Zahlreiche Maler wie Stenner, Franz Marc, Wilhelm Morgner und Walter Alfred Rosam starben im Ersten Weltkrieg, ohne dass sie die Möglichkeit hatten, ihr intensives Werk zur Reife bringen zu können. Die Auseinadersetzung mit dieser Zäsur zeigt sich im Werk der überlebenden Künstler: Herrschen nach der Jahrhundertwende Motive wie Landschaft, Akt und Porträt vor, so zeigt sich in Themen wie Neue Welten, Utopie, Menschen bei der Arbeit und die Großstadt ein intellektuell-künstlerischer Reflex auf die Apokalypse.
Maler wie Rosam und William Straube und viele andere junge Künstler ihrer Zeit zog es nach Paris, um dort die Werke ihrer französischen Vorbilder zu studieren.

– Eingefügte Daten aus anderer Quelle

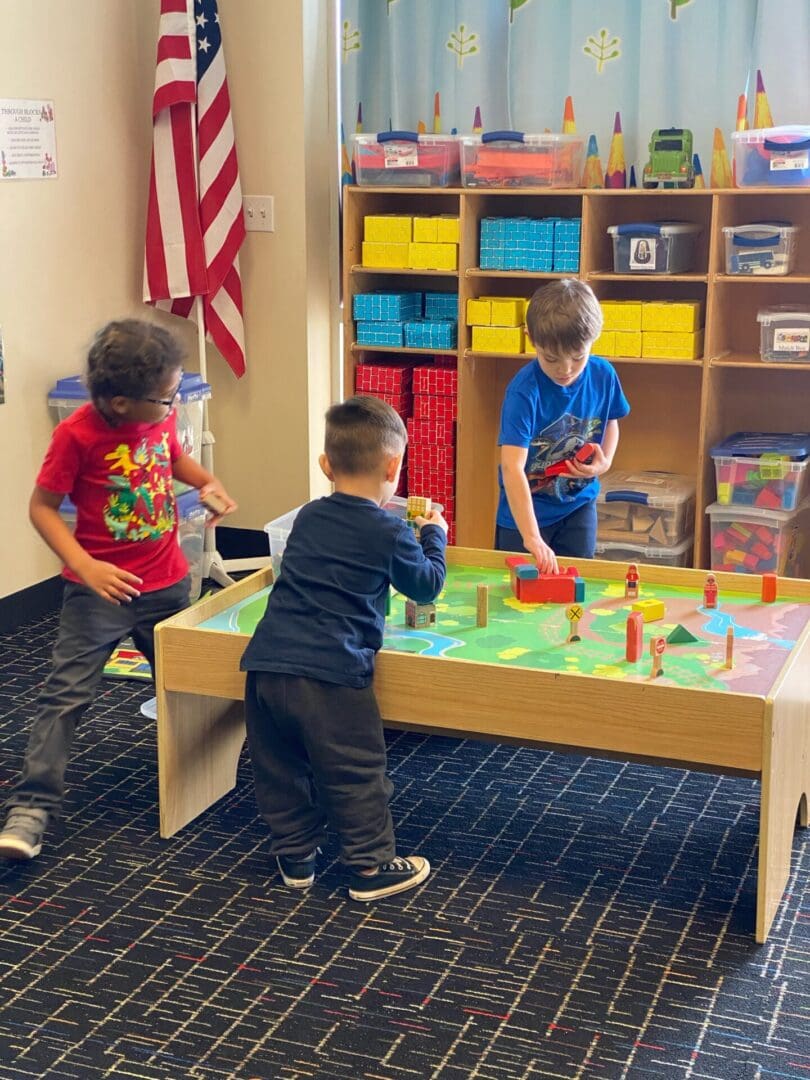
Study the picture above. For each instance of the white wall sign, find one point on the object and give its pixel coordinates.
(27, 139)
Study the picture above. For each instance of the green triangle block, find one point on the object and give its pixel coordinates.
(680, 636)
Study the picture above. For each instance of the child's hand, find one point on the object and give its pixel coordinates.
(597, 466)
(109, 581)
(547, 561)
(432, 518)
(216, 499)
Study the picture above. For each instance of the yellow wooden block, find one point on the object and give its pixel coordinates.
(605, 343)
(621, 314)
(432, 256)
(447, 229)
(628, 343)
(651, 610)
(497, 339)
(426, 230)
(385, 255)
(478, 311)
(508, 311)
(388, 228)
(672, 346)
(672, 315)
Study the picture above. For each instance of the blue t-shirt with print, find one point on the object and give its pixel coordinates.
(552, 422)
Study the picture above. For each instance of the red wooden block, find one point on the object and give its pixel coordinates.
(769, 588)
(635, 637)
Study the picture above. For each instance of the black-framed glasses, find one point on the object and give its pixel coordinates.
(169, 402)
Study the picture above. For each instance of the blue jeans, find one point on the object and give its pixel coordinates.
(574, 537)
(90, 630)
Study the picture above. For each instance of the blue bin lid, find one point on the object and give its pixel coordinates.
(192, 389)
(753, 444)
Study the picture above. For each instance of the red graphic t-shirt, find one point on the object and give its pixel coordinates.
(120, 480)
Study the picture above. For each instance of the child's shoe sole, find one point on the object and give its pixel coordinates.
(378, 890)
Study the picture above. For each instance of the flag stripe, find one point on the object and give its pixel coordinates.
(192, 239)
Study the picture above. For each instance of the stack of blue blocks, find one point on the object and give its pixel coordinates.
(394, 320)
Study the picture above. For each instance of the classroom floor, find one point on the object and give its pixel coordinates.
(584, 917)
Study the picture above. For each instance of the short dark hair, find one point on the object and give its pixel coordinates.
(564, 314)
(129, 358)
(360, 433)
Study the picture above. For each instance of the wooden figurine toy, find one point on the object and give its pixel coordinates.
(710, 592)
(418, 616)
(634, 637)
(482, 605)
(574, 612)
(730, 648)
(657, 650)
(632, 582)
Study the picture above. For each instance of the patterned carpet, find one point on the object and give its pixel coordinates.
(585, 918)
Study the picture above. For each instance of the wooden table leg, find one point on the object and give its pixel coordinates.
(199, 743)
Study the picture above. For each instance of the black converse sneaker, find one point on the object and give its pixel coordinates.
(393, 877)
(298, 873)
(22, 835)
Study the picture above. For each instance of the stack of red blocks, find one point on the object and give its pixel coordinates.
(432, 436)
(392, 381)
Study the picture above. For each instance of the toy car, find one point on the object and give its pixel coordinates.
(671, 159)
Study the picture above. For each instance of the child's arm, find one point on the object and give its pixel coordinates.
(603, 455)
(109, 581)
(518, 496)
(188, 471)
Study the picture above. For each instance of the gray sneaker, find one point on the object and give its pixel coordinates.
(22, 835)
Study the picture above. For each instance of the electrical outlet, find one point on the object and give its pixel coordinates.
(258, 213)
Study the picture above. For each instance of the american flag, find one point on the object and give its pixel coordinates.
(192, 243)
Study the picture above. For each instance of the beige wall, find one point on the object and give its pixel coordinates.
(71, 248)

Von 1909 bis 1911 besuchten auch sie die so genannte „Académie Matisse“ und brachten eine spezielle Ausprägung des dekorativen Expressionismus in ihre Heimat zurück, wo sie die Einflüsse von Henri Matisse, aber auch von Paul Cézanne weiterentwickelten.
In dem unermüdlichen Bestreben nach kreativer Innovation fanden die in dieser Ausstellung gezeigten Künstler in der Auseinandersetzung mit den künstlerischen Strömungen ihrer Zeit zu einer radikalen Modernität und zu umfassenden Neuerungen in der Bildgestaltung. Neben den Mitgliedern der beiden wichtigsten deutschen Künstlergruppierungen, dem „Blauen Reiter“ und der „Brücke“ haben sie auf den Nebenwegen der klassischen Moderne ihren unverwechselbaren Platz in der Kunstgeschichte gefunden.